The Proclamation went on to detail a lottery scheme for the allocation of the lands to settlers.


In 1989, petitioner was charged in Utah state court with distribution of a controlled substance. The offense occurred in the town of Myton, which was established within the original boundaries of the Uintah Indian Reservation when the reservation was opened to non-Indian settlement in 1905. Petitioner initially pleaded guilty, but subsequently filed a motion to withdraw his guilty plea. The basis of the motion was that the Utah state courts lacked jurisdiction over petitioner because he was an Indian and the crime had been committed in Indian country. The trial court denied the motion, finding that petitioner is not an Indian.
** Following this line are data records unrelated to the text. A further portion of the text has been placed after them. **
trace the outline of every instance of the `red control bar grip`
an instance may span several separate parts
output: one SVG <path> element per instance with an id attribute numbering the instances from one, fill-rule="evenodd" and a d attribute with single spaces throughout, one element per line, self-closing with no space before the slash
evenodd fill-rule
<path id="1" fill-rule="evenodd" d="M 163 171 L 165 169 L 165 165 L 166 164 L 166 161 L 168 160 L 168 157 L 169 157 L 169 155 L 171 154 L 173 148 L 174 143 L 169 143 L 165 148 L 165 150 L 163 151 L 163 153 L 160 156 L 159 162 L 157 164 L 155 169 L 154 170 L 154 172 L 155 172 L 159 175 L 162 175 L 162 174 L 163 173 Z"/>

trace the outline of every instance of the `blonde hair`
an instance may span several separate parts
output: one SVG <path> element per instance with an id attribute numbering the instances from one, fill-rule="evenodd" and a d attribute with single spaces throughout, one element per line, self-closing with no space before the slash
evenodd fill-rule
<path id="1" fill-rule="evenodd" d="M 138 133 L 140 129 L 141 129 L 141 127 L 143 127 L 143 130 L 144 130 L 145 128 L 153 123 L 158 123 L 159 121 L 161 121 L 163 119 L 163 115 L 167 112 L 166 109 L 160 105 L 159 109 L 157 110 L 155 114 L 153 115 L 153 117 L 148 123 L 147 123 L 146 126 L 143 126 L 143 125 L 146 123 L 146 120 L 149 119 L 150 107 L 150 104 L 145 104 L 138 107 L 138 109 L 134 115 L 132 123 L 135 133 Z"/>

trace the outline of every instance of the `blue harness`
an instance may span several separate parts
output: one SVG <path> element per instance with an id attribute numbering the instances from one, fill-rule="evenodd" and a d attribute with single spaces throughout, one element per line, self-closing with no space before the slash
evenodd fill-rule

The state appellate court reversed. It concluded that petitioner is an Indian, a determination that is not at issue in this Court. The court also held that Myton is in Indian country, relying on Ute Indian Tribe v. Utah, 773 F. 2d 1087 (1985) (en banc), cert. denied, 479 U. S. 994 (1986), in which the Tenth Circuit held that the Uintah Indian Reservation was not diminished when it was opened to settlement in 1905. Because Congress has not granted criminal jurisdiction to the State of Utah to try crimes committed by Indians in Indian country, cf. Negonsott v. Samuels, 507 U. S. 99, 103 (1993); Washington v. Confederated Bands and Tribes of Yakima Nation, 439 U. S. 463, 471-474 (1979), the appellate court held that the state courts lacked jurisdiction over petitioner. The court accordingly vacated petitioner's conviction.